The KDM1A antibody is a crucial tool in epigenetic research, targeting the lysine-specific demethylase 1A (KDM1A/LSD1), a flavin-dependent enzyme that removes methyl groups from histone H3 lysine 4 (H3K4) and lysine 9 (H3K9). Discovered in 2004. KDM1A regulates gene expression by modifying chromatin structure, playing roles in cell differentiation, proliferation, and oncogenesis. It interacts with transcriptional repressors (e.g., CoREST) and activators, enabling context-dependent gene silencing or activation. Dysregulation of KDM1A is linked to cancers, neurological disorders, and developmental defects, making it a therapeutic target.
KDM1A antibodies are widely used in techniques like Western blotting, immunohistochemistry, ChIP-seq, and immunofluorescence to study its expression, localization, and molecular interactions. High-quality antibodies must demonstrate specificity, as KDM1A shares structural homology with other amine oxidases. Validated antibodies help explore its role in stem cell biology, cancer metastasis, and neurodegenerative diseases. Recent studies also highlight its involvement in immune regulation and metabolic pathways.
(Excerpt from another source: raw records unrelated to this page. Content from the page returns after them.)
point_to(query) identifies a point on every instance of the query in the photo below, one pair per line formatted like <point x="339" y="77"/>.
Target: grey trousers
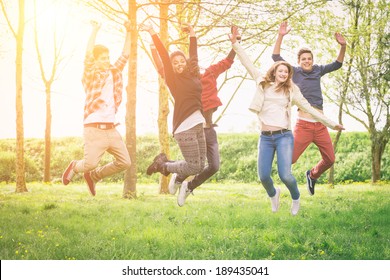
<point x="192" y="145"/>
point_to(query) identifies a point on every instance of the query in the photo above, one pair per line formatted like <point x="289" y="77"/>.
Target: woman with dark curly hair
<point x="183" y="80"/>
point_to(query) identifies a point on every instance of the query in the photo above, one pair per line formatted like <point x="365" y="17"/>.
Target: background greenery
<point x="238" y="159"/>
<point x="220" y="221"/>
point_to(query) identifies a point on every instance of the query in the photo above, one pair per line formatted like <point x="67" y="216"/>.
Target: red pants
<point x="314" y="132"/>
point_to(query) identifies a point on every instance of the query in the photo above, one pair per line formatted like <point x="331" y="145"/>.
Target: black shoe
<point x="310" y="183"/>
<point x="158" y="165"/>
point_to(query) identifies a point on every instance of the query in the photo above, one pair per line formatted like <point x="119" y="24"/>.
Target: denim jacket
<point x="295" y="98"/>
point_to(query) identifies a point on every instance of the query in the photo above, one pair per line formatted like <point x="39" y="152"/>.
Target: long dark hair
<point x="192" y="63"/>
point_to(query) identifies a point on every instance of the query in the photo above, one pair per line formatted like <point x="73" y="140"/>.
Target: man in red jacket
<point x="210" y="103"/>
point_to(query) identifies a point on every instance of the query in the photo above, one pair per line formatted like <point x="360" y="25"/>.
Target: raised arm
<point x="243" y="57"/>
<point x="299" y="100"/>
<point x="284" y="29"/>
<point x="163" y="54"/>
<point x="157" y="61"/>
<point x="343" y="46"/>
<point x="92" y="38"/>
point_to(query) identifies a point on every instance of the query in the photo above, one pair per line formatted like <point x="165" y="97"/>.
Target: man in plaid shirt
<point x="103" y="86"/>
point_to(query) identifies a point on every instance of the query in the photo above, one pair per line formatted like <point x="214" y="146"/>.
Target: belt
<point x="269" y="133"/>
<point x="103" y="126"/>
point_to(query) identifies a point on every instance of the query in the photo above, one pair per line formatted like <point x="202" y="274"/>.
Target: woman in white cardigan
<point x="272" y="102"/>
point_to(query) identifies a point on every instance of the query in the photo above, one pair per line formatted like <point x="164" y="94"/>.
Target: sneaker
<point x="90" y="182"/>
<point x="275" y="203"/>
<point x="295" y="207"/>
<point x="157" y="165"/>
<point x="310" y="183"/>
<point x="173" y="184"/>
<point x="183" y="193"/>
<point x="69" y="173"/>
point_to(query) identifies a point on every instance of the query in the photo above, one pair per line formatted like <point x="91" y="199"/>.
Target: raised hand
<point x="234" y="36"/>
<point x="95" y="25"/>
<point x="340" y="39"/>
<point x="339" y="127"/>
<point x="127" y="25"/>
<point x="284" y="28"/>
<point x="145" y="27"/>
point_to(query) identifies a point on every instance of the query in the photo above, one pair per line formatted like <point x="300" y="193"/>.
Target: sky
<point x="68" y="95"/>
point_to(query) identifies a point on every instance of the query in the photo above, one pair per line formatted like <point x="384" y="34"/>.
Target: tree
<point x="19" y="36"/>
<point x="129" y="189"/>
<point x="48" y="81"/>
<point x="368" y="99"/>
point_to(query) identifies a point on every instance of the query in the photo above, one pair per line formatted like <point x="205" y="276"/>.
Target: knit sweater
<point x="310" y="82"/>
<point x="295" y="95"/>
<point x="185" y="87"/>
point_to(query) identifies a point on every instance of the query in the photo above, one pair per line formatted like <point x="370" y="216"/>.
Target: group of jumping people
<point x="196" y="98"/>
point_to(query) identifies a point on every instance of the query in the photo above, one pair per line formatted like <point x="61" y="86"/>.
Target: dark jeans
<point x="212" y="159"/>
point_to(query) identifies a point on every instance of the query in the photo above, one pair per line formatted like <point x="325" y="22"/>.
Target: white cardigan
<point x="295" y="98"/>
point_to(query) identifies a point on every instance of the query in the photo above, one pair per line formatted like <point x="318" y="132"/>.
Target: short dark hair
<point x="176" y="53"/>
<point x="304" y="50"/>
<point x="98" y="50"/>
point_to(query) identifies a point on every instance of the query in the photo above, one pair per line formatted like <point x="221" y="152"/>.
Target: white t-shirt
<point x="275" y="108"/>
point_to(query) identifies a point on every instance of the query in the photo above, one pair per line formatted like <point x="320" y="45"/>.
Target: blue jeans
<point x="283" y="145"/>
<point x="212" y="159"/>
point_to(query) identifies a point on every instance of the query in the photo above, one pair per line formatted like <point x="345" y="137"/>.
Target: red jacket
<point x="210" y="99"/>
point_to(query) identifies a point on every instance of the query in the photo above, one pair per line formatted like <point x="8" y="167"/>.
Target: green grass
<point x="221" y="221"/>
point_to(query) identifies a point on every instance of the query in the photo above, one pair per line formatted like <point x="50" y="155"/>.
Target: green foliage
<point x="55" y="222"/>
<point x="238" y="159"/>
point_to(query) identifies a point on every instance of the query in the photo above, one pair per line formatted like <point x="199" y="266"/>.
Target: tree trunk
<point x="163" y="134"/>
<point x="130" y="181"/>
<point x="20" y="164"/>
<point x="378" y="145"/>
<point x="46" y="175"/>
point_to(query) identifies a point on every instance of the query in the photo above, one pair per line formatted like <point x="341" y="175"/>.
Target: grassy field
<point x="221" y="221"/>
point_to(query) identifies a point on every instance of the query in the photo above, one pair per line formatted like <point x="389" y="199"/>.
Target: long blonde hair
<point x="286" y="86"/>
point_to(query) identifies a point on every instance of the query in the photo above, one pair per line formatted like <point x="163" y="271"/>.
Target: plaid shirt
<point x="94" y="80"/>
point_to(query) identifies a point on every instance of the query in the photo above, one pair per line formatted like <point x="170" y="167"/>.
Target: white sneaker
<point x="295" y="206"/>
<point x="275" y="203"/>
<point x="183" y="194"/>
<point x="173" y="185"/>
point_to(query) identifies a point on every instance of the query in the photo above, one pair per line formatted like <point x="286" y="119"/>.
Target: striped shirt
<point x="94" y="80"/>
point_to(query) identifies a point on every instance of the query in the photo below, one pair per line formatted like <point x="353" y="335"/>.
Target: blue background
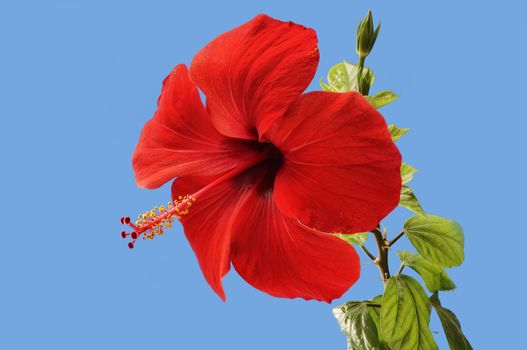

Commercial KDM1A antibodies are typically raised against epitopes in its N-terminal SWIRM domain, C-terminal amine oxidase domain, or unique peptide sequences. Researchers prioritize antibodies verified in knockout models or siRNA-treated cells to avoid cross-reactivity. As KDM1A inhibitors enter clinical trials, reliable antibodies remain essential for biomarker analysis and mechanistic studies, underscoring their significance in both basic research and translational medicine.